James gulped down his food, then lay back on the blanket. “Holy heck, I’m beat. The woods ’bout near tore us up. Brambles and underbrush around all the cricks and both rivers.” He exhaled, burped, and closed his eyes.
Laura’s tender heart gladdened with her plan to make them all take a day of rest on the morrow.
The empty ferry arrived on the bank. Laura exhaled and bit her lower lip. She gathered Sam, Gerta, and Permelia and drove their loaded wagon onto it. “I’ll see you all in a little bit. You boys watch yourself in the ferry and mind Poppa. We don’t have time to go grabbing you from the Ohio River, now. And, Josh, keep hold of that dog. We don’t need Patch swimming down the river.”

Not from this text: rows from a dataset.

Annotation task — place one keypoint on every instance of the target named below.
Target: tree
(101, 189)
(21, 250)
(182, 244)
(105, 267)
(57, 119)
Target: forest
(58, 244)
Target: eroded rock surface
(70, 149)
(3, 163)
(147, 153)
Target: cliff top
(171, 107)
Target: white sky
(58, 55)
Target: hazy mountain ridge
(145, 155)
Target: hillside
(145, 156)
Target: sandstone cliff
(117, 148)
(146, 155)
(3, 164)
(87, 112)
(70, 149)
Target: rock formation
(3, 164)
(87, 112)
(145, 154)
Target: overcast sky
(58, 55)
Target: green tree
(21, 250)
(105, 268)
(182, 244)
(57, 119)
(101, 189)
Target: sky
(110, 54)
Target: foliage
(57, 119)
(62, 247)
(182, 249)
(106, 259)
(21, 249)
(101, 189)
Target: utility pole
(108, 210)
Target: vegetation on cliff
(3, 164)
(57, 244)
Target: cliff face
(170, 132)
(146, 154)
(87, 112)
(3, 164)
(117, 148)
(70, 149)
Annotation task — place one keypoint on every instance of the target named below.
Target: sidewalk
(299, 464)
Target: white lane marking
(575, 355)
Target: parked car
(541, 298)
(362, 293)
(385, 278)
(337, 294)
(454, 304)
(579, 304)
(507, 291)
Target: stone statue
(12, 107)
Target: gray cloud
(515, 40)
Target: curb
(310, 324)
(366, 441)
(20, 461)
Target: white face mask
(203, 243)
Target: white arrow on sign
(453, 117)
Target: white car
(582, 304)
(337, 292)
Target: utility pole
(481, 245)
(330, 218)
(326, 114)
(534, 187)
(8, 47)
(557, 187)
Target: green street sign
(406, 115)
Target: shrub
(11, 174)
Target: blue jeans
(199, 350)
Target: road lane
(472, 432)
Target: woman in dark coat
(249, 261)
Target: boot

Josh spoke up. “I’ll watch ’em, Momma, don’t you fret.”
Laura gulped. Her ma’s warnings about staying out of rivers ran through her mind.
The ferry shuddered into the brown, racing water, swollen with early spring snowmelt. Laura gripped the wagon sides. The current tugged them downstream. The roping system held them on course, thank heavens. She held her breath when a large tree swept past.
Sam and Gerta watched her, wild-eyed, from their perches on the wagon.
It felt like a long time, but in only a few minutes they hit the Illinois shore with a bump. Grabbing little Permelia from her basket, she strapped her onto her torso using a shawl.